Cloisonner et se préparer
Le cloisonnement des réseaux devient impératif : segmenter, isoler les zones critiques, mettre en place des pare-feu industriels et contrôler strictement les accès sont des prérequis fondamentaux. « Depuis quelques années, un premier niveau de segmentation est mis en place avec la création d’une DMZ entre IT et OT », signale Emmanuel Le Bohec. Il faut également composer avec des équipements propriétaires connectés pour des besoins de télémaintenance, qui agissent comme de véritables boîtes noires au sein des réseaux. Il est ainsi d’usage de trouver des routeurs 4G non maîtrisés dans les environnements industriels. Selon François Foyer, « on remarque très souvent le manque de bastion, l’absence de contrôle des accès, là où l’on a besoin de firewalls, de bastions et de sondes. Il faut avoir une approche a minima périmétrique de la sécurité des environnements OT ». Et les fabricants de machines-outils et autres équipements ont un rôle à jouer, en adoptant le security by design dans leurs produits. Si les grands du marché, Siemens et Schneider en tête, multiplient les efforts, reste le problème de la mise à niveau des équipements sur site et de son coût.
Une fois un certain niveau de maturité atteint côté OT, on peut se pencher sur les solutions. Force est de constater que l’on retrouve peu ou prou les mêmes types d’outils dans les environnements industriels que dans les systèmes IT. Détection continue, SOC, EDR, pentests, PAM, etc. Des termes communs aujourd’hui pour les RSSI, qui s’appliquent aussi à l’OT. « Du côté de l’IT comme de l’OT, on a des outils qui apportent beaucoup de données : le défi est de les utiliser pour apporter des actionnables », assure le CRO de Nozomi Networks.

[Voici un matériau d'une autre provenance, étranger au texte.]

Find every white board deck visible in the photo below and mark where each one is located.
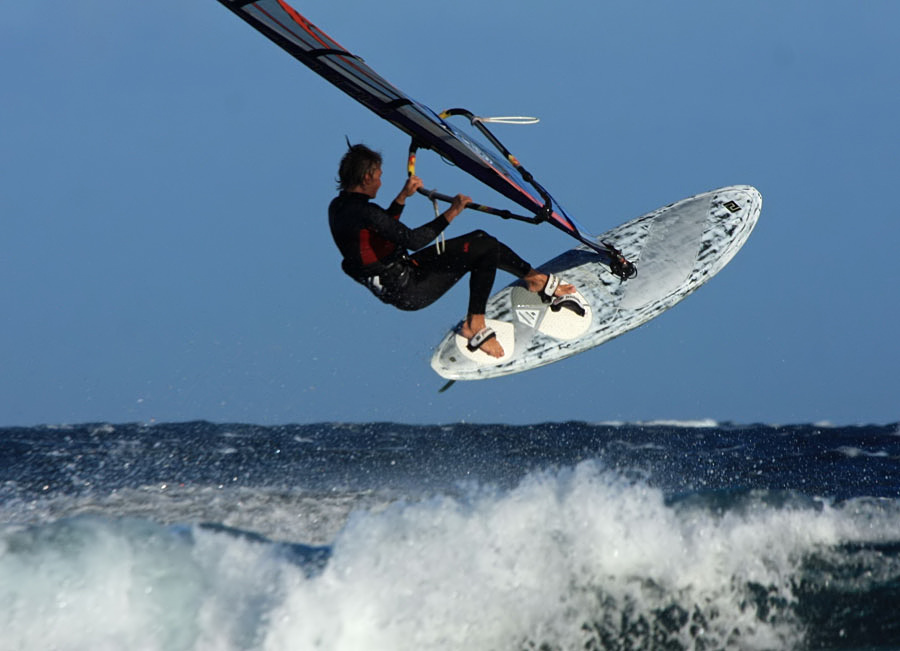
[431,185,762,380]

Enfin, il faut anticiper l’inévitable. Aucune protection n’est infaillible et il est impératif de se préparer à gérer une crise. Tester les plans de réponse aux incidents, disposer de sauvegardes hors ligne fonctionnelles et s’assurer que l’ensemble des acteurs savent comment réagir en cas de cyberattaque est essentiel. Et c’est sur ce point précis que les RSSI et autres tenants de l’IT peuvent dialoguer avec leurs homologues de l’OT. « La capacité à répondre à un incident, qu’il soit cyber ou opérationnel, va permettre de garder cette haute disponibilité et de redémarrer l’outil de production le plus vite possible », explique François Foyer. Dans tous les cas, seule une vraie coopération entre IT et production, entre RSSI et plant managers, pourra limiter les risques et garantir la résilience des systèmes industriels, qui ne peut plus être un sujet annexe ou repoussé à plus tard.